Foto: Dog - Petra
Acordei virada do avesso: pronto, já percebi porque dormi mal, com as costuras do pijama a magoarem-me a pele de princesa(-faz-de-conta). A nesga da manhã que eu vejo da minha cama rasteira, hoje cinzenta e carrancuda, abriu-se num risinho sarcástico de sol – “quem te manda ir para a cama tarde e a más horas, já sem saber se é sono ou desleixo, essa tua mania de não virares o pijama do direito quando o vestes?”.
A nesga da manhã, o ronronar do dia, a vida que é tarde, o desalento que é sempre. E o aperto no peito, que não quero chamar angústia. A entrega. A entrega, essa companheira maldita, que me reduz à paralisia do corpo e me seduz com o voo da alma.
NÃO! – repito-me, enquanto o motor do universo lá fora tenta adormecer-me de novo, como que esmagando-me, como que tolhendo-me, como que aliciando-me com mais um minuto, uma hora, uma manhã, um dia, uma eternidade. Que eu sei, eu sei, são só ilusões que tomo com o copo de água que não bebo, ao acordar.
O meu bichinho de estimação remexe-se algures, pelo quarto, talvez não-incomodado com as não-costuras da sua cama rasteira. Não-costuras. Que sorte a dele, não viver condicionado por costuras e pijamas, e asfixiado por minutos, horas, manhãs, tardes, dias – eternidades.
Que sorte a tua, Kookie, por viveres aprisionado num espaço confortável e seguro, e numa vidinha de pequenas exigências: uma festinha de vez em quando, um olhar cúmplice quando te entendo, um passeio na erva molhada, uma corrida sem trela no hall do prédio, e os poemas que escreves no ar, com a tua cauda felpuda e sempre inspirada.
Vens até à minha cabeceira buscar o teu primeiro mimo, reclamando-o meigamente com a tua patinha-de-lã quase carícia, e tentas alcançar-me, com o narizinho ávido de cheiros, de respostas, de ar, principalmente do que me cerca. E entregas-te, no reconsolo simples da minha mão displicente e lenta. Encostas a cabecita na beirinha da minha cama, contentando-te com o meu toque leve e o meu olhar fundo e a tua expressão é mais que gratidão, é mais que plenitude, é mais que confiança, é quase Amor. Doce – fecho também os meus olhos – “como é doce essa segurança de te ter: aveludado e morno, atento e disponível, feliz e sem cobranças.”.
De repente, uma verdade de fundo magoa-me as pálpebras e obriga-me a abrir os olhos, como se uma força física me estivesse a apertar, em círculo de poder esmigalhante e, ao mesmo tempo, reconstituinte e reconstrutor:
“E se eu NÃO te tivesse, meu companheirinho de pelo demasiado, e carinho nunca em excesso?”.

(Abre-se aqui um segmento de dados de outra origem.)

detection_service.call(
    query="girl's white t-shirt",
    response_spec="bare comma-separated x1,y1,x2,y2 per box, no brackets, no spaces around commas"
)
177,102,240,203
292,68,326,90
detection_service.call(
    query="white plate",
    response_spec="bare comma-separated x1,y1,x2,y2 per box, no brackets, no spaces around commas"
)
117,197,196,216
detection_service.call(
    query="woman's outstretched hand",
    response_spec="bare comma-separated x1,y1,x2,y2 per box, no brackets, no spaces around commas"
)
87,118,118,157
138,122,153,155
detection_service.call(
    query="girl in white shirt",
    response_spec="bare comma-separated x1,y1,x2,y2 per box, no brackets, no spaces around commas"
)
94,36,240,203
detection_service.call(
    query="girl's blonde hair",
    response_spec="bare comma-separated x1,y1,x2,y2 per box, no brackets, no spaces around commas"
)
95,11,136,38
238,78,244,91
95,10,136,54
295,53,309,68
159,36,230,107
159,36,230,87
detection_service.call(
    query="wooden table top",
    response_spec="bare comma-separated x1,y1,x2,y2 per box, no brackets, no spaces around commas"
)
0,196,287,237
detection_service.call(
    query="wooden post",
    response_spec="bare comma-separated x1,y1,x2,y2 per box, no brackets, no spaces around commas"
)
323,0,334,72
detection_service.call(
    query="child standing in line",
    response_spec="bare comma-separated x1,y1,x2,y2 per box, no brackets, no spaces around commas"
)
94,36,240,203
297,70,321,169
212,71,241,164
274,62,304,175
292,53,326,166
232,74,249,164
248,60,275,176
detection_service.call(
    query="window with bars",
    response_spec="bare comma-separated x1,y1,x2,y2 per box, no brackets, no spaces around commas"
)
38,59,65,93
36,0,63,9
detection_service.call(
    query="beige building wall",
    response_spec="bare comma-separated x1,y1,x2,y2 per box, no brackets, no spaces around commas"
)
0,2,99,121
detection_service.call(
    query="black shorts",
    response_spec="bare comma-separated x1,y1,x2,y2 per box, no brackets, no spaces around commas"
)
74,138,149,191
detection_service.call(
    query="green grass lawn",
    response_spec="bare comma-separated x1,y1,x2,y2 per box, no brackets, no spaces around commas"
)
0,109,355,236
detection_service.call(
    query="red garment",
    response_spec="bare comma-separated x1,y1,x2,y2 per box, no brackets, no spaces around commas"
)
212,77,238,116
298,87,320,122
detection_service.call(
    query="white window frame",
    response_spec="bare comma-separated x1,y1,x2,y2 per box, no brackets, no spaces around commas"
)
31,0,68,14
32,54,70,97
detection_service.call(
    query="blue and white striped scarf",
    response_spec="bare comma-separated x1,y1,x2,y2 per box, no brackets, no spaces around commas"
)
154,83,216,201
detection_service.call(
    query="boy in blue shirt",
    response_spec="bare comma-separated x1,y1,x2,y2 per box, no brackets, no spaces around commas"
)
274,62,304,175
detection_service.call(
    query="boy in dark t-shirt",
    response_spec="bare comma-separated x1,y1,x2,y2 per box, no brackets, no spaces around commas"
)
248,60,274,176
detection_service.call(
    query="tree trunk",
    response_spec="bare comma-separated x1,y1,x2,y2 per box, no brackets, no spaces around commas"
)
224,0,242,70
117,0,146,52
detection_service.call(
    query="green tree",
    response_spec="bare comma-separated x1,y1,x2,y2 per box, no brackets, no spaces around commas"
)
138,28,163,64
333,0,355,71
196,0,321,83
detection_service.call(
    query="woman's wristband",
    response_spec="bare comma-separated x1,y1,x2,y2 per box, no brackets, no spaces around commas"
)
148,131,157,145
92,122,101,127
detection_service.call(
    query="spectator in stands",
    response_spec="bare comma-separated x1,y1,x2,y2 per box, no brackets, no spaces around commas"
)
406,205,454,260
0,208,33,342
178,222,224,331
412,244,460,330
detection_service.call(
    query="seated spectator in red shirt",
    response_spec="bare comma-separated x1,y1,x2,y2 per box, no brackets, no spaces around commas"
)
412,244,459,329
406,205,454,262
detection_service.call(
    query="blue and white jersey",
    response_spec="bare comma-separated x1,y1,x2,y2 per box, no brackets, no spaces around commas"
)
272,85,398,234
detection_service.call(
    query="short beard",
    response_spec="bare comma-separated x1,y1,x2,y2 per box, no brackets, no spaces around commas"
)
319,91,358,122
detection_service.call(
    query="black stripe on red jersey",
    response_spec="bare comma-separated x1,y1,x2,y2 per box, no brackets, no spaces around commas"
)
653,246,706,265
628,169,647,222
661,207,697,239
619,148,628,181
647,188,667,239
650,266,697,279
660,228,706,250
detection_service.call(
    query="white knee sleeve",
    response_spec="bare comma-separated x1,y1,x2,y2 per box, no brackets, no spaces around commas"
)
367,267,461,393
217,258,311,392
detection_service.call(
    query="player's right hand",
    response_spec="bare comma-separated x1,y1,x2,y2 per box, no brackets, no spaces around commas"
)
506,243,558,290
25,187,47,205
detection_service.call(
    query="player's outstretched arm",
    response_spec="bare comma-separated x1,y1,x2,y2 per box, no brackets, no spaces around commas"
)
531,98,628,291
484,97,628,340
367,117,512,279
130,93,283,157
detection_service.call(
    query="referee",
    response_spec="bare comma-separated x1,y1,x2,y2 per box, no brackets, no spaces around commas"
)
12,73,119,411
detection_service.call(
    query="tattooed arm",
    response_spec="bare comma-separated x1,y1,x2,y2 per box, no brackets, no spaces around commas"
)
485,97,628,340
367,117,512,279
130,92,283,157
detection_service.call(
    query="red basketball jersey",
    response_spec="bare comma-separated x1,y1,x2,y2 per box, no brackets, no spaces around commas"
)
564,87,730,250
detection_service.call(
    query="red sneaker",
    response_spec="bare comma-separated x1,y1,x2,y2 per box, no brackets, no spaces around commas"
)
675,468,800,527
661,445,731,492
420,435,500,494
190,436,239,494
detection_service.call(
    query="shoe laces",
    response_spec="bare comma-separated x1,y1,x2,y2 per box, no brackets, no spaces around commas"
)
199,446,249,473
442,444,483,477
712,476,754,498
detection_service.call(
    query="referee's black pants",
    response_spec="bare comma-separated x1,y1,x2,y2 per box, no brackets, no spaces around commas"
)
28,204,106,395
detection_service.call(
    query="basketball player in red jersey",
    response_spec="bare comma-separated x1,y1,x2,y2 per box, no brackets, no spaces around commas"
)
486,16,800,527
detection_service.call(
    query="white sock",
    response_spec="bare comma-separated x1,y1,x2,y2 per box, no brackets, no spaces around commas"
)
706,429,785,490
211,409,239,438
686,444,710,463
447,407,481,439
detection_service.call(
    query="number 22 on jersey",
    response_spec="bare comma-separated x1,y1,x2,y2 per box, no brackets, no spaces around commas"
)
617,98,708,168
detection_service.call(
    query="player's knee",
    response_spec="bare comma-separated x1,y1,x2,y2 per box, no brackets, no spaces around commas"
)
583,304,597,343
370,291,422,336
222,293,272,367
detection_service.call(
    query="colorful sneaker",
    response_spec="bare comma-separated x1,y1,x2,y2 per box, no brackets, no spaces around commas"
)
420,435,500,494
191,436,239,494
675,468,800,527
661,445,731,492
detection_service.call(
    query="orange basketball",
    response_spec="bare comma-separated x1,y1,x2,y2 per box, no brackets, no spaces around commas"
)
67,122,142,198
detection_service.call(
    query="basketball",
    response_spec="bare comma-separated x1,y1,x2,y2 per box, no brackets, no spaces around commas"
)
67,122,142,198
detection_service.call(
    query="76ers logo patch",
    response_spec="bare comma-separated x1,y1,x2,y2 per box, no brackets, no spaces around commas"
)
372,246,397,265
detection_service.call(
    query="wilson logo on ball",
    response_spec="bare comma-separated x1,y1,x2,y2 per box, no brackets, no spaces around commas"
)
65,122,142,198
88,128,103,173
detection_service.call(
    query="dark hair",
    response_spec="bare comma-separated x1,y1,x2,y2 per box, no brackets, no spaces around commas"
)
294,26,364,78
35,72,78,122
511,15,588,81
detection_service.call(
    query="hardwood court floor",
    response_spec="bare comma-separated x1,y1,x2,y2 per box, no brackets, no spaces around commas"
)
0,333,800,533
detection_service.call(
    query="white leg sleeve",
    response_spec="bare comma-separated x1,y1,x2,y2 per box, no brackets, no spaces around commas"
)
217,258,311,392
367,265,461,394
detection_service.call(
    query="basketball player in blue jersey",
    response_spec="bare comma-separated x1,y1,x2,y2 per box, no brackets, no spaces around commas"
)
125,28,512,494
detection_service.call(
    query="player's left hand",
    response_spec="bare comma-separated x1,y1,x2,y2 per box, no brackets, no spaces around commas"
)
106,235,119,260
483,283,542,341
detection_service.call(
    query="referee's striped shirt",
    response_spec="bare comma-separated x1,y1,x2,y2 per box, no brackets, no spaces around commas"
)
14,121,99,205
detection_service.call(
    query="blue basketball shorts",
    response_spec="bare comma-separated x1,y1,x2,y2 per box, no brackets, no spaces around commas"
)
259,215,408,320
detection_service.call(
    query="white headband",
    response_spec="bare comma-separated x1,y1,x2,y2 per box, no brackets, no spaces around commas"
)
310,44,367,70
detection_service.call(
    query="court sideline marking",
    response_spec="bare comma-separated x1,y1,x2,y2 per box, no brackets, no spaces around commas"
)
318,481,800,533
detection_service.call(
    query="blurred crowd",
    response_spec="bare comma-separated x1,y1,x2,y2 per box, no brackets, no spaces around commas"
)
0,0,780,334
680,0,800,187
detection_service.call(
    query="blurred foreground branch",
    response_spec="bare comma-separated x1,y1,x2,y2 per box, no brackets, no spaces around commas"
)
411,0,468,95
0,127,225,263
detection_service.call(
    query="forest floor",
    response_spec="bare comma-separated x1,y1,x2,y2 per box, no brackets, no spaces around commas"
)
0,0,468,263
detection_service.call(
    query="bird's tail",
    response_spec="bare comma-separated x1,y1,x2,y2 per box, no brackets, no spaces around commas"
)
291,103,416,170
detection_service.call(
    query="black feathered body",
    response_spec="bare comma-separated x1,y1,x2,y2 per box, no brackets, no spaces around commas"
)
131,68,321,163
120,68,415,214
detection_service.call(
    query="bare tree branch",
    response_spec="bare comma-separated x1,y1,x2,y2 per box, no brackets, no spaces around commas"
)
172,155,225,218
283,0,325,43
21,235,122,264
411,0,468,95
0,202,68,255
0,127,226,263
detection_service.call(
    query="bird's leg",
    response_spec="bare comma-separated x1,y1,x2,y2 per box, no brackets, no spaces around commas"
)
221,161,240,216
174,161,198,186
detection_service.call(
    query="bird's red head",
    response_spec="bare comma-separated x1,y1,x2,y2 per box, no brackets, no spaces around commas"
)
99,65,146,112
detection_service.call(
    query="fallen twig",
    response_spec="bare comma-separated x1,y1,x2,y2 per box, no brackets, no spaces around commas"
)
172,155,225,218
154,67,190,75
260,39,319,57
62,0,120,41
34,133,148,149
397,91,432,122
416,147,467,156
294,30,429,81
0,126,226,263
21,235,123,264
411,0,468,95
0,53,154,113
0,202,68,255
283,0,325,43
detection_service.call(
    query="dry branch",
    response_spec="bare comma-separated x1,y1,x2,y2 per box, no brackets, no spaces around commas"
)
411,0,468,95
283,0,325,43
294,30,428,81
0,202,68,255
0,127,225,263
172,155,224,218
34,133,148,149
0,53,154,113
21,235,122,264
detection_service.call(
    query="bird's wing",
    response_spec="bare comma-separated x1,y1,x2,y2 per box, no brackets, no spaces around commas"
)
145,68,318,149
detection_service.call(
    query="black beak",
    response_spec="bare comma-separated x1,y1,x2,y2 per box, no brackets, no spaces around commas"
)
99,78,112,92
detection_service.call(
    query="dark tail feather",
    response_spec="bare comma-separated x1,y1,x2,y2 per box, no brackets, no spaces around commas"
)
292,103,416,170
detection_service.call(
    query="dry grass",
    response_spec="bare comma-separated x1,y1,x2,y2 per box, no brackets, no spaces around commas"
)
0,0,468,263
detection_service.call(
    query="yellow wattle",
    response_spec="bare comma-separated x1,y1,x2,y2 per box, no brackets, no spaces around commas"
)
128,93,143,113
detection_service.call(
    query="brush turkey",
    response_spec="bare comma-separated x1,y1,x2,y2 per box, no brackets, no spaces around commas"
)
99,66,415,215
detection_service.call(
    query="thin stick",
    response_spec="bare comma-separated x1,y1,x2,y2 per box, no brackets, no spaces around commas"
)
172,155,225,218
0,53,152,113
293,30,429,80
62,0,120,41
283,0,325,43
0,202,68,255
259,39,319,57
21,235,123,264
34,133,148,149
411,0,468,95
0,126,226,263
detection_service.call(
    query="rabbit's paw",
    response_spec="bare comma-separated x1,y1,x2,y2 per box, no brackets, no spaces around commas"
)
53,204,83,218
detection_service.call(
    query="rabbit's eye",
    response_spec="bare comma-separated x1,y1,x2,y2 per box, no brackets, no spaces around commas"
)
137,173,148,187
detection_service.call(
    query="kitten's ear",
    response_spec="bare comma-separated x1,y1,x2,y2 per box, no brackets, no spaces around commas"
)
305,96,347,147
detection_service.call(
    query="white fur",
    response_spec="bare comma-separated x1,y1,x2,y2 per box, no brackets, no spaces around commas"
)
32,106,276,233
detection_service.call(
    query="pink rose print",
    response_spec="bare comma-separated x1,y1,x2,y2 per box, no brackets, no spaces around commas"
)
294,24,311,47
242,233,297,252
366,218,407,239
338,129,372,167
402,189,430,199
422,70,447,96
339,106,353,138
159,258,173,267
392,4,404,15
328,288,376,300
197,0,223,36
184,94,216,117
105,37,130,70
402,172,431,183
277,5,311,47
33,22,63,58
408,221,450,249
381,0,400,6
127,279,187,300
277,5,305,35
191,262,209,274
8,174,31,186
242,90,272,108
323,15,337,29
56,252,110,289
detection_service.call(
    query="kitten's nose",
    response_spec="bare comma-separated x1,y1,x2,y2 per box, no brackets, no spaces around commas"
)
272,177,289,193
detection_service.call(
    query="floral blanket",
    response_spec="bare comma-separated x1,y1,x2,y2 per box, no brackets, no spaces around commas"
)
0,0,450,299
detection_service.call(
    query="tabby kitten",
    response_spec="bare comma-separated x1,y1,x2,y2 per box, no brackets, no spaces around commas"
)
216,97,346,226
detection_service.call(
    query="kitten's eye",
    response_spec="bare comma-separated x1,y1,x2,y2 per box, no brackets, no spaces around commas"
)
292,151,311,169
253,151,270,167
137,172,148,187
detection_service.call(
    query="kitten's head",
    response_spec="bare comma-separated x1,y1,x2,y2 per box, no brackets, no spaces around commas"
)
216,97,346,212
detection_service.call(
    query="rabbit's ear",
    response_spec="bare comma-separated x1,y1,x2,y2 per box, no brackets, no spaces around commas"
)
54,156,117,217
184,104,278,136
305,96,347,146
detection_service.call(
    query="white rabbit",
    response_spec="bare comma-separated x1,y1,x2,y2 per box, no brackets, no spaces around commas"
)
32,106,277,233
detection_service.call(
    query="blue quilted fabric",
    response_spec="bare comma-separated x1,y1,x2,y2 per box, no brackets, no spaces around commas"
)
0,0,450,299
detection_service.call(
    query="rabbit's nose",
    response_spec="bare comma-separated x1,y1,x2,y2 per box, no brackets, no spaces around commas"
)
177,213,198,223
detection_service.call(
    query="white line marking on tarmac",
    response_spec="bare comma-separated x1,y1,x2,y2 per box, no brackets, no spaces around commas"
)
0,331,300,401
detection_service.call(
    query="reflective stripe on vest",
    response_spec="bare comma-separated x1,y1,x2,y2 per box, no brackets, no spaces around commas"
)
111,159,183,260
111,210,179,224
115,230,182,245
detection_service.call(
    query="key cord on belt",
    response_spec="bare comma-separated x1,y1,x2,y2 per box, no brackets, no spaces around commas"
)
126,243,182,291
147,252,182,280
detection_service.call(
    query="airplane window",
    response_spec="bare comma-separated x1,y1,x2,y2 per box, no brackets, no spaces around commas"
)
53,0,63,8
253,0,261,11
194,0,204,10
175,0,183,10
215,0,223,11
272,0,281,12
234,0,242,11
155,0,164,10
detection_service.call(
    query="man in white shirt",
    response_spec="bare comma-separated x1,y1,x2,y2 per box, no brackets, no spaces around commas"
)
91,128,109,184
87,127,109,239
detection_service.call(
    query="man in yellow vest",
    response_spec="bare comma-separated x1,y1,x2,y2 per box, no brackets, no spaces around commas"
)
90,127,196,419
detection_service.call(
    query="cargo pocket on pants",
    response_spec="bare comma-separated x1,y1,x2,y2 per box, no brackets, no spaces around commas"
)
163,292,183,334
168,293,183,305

“E se eu NÃO tivesse um pijama, de costuras tão avessas e um aconchego nunca agradecido?”.
“E se eu NÃO tivesse uma manhã para me acordar, birrenta e cinzenta, mas tão garantidamente atestada pelo ronronar da vida lá fora?”.
“E se eu NÃO sentisse esta angústia que é desalento, mas tão nítida e humanamente aberta aos estímulos, às sensações, à voz interior que me diz: ‘levanta-te!’?
‘E se tu NÃO pudesses...?’
‘E se tu NÃO fosses...?’
‘E se eu NÃO...?’
Olho de novo o meu cãozinho, ainda ali, amparando-me a raiz de uma pequena força, algures nas profundezas do meu ânimo. E vejo-A, nitidamente, nos olhos dele – a ESPERANÇA não é verde, não é palavra, não é lato conceito – neste momento, é apenas uma luzinha de cor indefinida, bailando trémula nos olhos do meu animalzinho de estimação.
Sorrio, quase sem querer, embrulho-me em mim mesma, num gesto intuitivo de reconforto, puxo o Kookie para cima da cama, e ficamos os dois, saboreando a proximidade dócil da ternura e do amor incondicional – a Vida é um colo. Um castigo, às vezes, mas sempre MÃE.
E permite-nos sempre a Esperança, sim - que se lixe o pelo nos lençóis!